A/N: Thank you to everyone who has read/reviewed so far! I wanted to drop a hint for the pen pal pin riddle because I never would have guessed it myself. The numbers are two numbers put together. For #1123 the numbers are 11 and 23. For #6144 the numbers are 6 and 144. They correlate to both the musical and the book. I'll reveal the answer with the next chapter!
Content Advisory: Unsupportive/Toxic Parenting, Phobia Induced Panic, Self-deprecating thoughts
✉ Chapter Two: A Different School of Thought ✉
Elphaba's relationship with the Thropp Manor's mailbox had done a complete one-eighty. What had once been a chore was now a pleasant source of suspense as she checked for updates from her stranger. His letters, which had been sporadic at first, now reliably arrived at least once a week. Sometimes more.
While they still knew little to none about the other's identity, their initial awkwardness was a thing of the past as their letters grew more conversational. Elphaba rather enjoyed their banter and would occasionally reread his letters when she was bored. He had a charmingly casual writing style and his penmanship was improving no thanks to his insipid (a word Elphaba taught him) tutor.
Their writing relationship was strictly lighthearted…until the day it wasn't. Elphaba hadn't meant to pry, but her inquisitive nature never rested. So, in one of her letters she asked him about one of her favorite topics: college.
His response had not been what she'd expected.
Dear Stranger,
Yeah, I've tried college…thank Oz I'm done with all that.
I've attended quite a few schools, actually, and I'm proud to report that I was kicked out of all of them.
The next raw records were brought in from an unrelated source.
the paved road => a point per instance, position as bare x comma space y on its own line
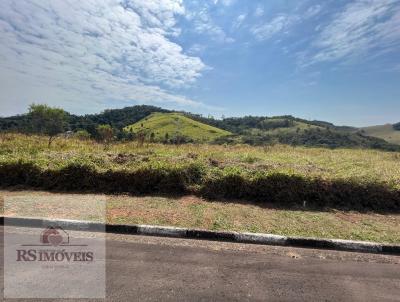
163, 269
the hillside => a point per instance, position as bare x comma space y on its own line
252, 130
386, 132
170, 125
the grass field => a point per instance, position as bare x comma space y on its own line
312, 178
194, 212
385, 132
175, 123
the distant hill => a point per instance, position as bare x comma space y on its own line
253, 130
386, 132
171, 125
290, 130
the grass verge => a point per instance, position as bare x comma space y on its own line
194, 212
284, 176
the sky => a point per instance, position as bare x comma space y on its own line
331, 60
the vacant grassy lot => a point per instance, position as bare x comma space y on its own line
280, 175
194, 212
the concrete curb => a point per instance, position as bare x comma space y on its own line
253, 238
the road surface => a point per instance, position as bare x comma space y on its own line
165, 269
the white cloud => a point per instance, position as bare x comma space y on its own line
203, 23
363, 25
225, 2
93, 50
239, 21
259, 12
278, 24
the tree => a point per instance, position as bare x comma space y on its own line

College is nothing but a bunch of try-hards and know-it-all professors trying to convince you that life has some 'deeper meaning' to it. I know better, though. Nothing in life matters, except for maybe knowing nothing matters. I'm just glad I learned that before wasting any more time.
I do miss the parties, though. The parties and the girls.
Signed, Stranger
An audible, offended sound escaped Elphaba's throat as her eyes flitted over the insufferable letter. Try-hards? Know-it-alls?! What kind of frivolous, obnoxious, shallow–
Elphaba forcefully yanked open her desk and leered down at the packets she'd stashed at the bottom of her drawer.
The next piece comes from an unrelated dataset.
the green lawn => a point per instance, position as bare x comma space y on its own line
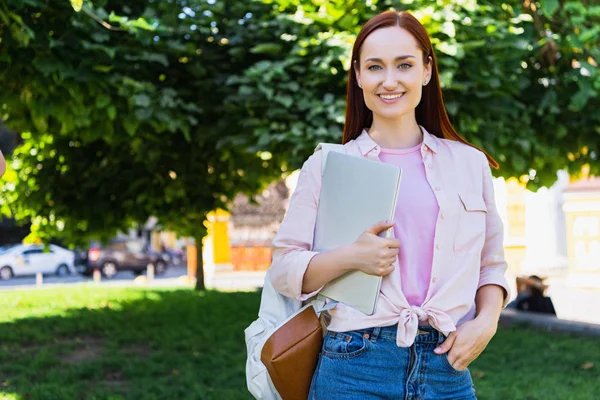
114, 343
Locklimb University. Emerald University. Shiz University. They were all among the many acceptance letters from schools she'd applied to in secret. Bitterness rose within her as she recalled the sleepless nights she'd spent obsessively editing and reediting dozens of application essays, the likes of which were glowingly received. Elphaba could have her pick of any school in Oz…were she free to do what she wished.
Elphaba's father would not send her to college. She'd asked him—more times than was wise, she'd asked him. She'd promised to secure full rides, to take accelerated courses, she even, in a desperate moment, offered to attend a private Unionist college in Munchkinland. However, unlike the schools themselves, he denied her every time. She knew why, of course. In her father's eyes, Elphaba's worth did not exceed the services she provided–chiefly, caring for Nessarose. Wherever Nessarose went Elphaba went, and wherever Nessarose stayed…Elphaba stayed.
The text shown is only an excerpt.